Use the @websocket decorator to define an endpoint that accepts WebSocket connections.

from ravyn import Ravyn, websocket, WebSocket, WebSocketDisconnect

@websocket("/ws/{client_id}")
async def chat_socket(websocket: WebSocket, client_id: str) -> None:
    # 1. Accept the connection
    await websocket.accept()

    try:
        # 2. Communication loop
        while True:
            # Wait for data from client
            data = await websocket.receive_text()

            # Send data back to client
            await websocket.send_text(f"Message from {client_id}: {data}")

    except WebSocketDisconnect:
        # 3. Handle disconnection
        print(f"Client {client_id} disconnected")

app = Ravyn(routes=[chat_socket])

2. Broadcast to multiple clients

To send messages to multiple connected clients, you can maintain a list of active connections.

from typing import List
from ravyn import Ravyn, websocket, WebSocket, WebSocketDisconnect

class ConnectionManager:
    def __init__(self):
        self.active_connections: List[WebSocket] = []

    async def connect(self, websocket: WebSocket):
        await websocket.accept()
        self.active_connections.append(websocket)

    def disconnect(self, websocket: WebSocket):
        self.active_connections.remove(websocket)

    async def broadcast(self, message: str):
        for connection in self.active_connections:
            await connection.send_text(message)

manager = ConnectionManager()

@websocket("/chat")
async def chat_room(websocket: WebSocket) -> None:
    await manager.connect(websocket)
    try:
        while True:
            data = await websocket.receive_text()
            await manager.broadcast(f"Broadcast: {data}")
    except WebSocketDisconnect:
        manager.disconnect(websocket)

app = Ravyn(routes=[chat_room])

Explanation

  1. websocket.accept(): This initiates the WebSocket handshake.
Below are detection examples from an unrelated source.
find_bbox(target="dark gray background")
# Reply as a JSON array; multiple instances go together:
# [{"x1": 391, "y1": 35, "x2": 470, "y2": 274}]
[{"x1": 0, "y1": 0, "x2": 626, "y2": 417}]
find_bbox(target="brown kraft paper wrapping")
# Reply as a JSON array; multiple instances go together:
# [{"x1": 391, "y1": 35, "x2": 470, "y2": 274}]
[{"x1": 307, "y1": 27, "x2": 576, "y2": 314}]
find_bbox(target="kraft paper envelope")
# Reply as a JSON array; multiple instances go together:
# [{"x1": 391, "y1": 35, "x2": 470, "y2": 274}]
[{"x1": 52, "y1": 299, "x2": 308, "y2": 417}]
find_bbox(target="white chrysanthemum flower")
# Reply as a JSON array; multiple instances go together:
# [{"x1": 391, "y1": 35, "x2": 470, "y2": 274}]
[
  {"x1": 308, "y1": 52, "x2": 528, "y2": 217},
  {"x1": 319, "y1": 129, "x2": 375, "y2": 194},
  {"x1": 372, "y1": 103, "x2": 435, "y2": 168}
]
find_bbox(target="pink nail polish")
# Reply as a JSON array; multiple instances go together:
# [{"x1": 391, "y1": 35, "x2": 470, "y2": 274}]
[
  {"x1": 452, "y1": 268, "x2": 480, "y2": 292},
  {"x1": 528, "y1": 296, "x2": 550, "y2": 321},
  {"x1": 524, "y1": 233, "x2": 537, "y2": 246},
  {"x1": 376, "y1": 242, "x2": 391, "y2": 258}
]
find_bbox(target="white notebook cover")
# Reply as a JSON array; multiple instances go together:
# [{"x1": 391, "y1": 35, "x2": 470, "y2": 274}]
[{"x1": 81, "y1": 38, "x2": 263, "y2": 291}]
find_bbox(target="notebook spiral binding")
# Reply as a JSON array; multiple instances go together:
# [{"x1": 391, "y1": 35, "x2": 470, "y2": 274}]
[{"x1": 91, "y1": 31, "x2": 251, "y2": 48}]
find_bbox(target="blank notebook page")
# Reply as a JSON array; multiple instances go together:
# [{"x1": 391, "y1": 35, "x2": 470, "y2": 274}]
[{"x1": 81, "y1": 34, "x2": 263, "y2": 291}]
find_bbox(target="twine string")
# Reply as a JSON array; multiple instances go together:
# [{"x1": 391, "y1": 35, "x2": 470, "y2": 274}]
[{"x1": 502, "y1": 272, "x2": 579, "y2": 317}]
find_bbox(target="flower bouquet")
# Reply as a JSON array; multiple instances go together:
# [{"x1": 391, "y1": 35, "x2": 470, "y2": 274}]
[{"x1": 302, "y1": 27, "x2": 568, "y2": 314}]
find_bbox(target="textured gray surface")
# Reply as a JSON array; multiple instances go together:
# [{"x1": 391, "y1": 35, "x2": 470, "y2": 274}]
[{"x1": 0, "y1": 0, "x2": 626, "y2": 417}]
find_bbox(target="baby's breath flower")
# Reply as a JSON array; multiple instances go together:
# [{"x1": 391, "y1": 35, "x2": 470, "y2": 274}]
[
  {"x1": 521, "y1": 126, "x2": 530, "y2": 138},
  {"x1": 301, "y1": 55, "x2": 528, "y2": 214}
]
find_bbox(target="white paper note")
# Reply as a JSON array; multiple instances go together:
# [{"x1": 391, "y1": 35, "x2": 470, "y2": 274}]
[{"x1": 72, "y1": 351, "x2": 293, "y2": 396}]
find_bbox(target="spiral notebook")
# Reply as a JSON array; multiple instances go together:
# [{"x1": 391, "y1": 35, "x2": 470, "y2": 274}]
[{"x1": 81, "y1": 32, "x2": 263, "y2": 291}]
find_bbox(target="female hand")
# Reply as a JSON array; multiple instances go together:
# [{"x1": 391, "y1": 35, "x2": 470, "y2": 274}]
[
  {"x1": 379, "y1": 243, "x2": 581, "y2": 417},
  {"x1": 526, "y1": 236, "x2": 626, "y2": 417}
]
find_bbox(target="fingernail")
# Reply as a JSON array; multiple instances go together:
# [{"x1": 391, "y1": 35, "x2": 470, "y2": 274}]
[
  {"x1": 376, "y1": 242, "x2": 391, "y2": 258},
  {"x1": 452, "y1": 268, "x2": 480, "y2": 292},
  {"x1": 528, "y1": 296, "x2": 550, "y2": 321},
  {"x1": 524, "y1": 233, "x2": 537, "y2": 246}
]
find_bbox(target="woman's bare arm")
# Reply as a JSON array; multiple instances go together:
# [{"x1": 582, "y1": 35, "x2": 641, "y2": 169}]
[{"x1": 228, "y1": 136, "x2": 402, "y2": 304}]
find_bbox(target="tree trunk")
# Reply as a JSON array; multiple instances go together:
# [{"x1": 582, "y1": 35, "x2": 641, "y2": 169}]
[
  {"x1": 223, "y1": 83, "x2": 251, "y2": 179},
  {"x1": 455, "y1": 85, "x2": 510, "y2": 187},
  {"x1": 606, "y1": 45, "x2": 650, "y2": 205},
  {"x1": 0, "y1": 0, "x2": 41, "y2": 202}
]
The connection is not established until this method is called.
  2. websocket.receive_text() / websocket.receive_json(): These methods block until data is received from the client.
  3. websocket.send_text() / websocket.send_json(): Use these to push data to the client.
  4. WebSocketDisconnect: Ravyn raises this exception when the client closes the connection. Always wrap your communication loop in a try/except block to handle disconnections gracefully.

Common Pitfalls

  • Forgetting to call accept(): The client will hang and eventually time out if you don't explicitly accept the connection.
  • Blocking the event loop: Since WebSockets are persistent, ensure your handler logic is asynchronous. Avoid long-running synchronous operations inside the while True loop.
  • Handling state: Remember that each connection runs in its own task. Use a shared manager or a message broker (like Redis) if you need to share state across different connections or server instances.
  • Infinite loops: Always include a mechanism to break the loop (like catching WebSocketDisconnect) to prevent memory leaks and orphaned tasks.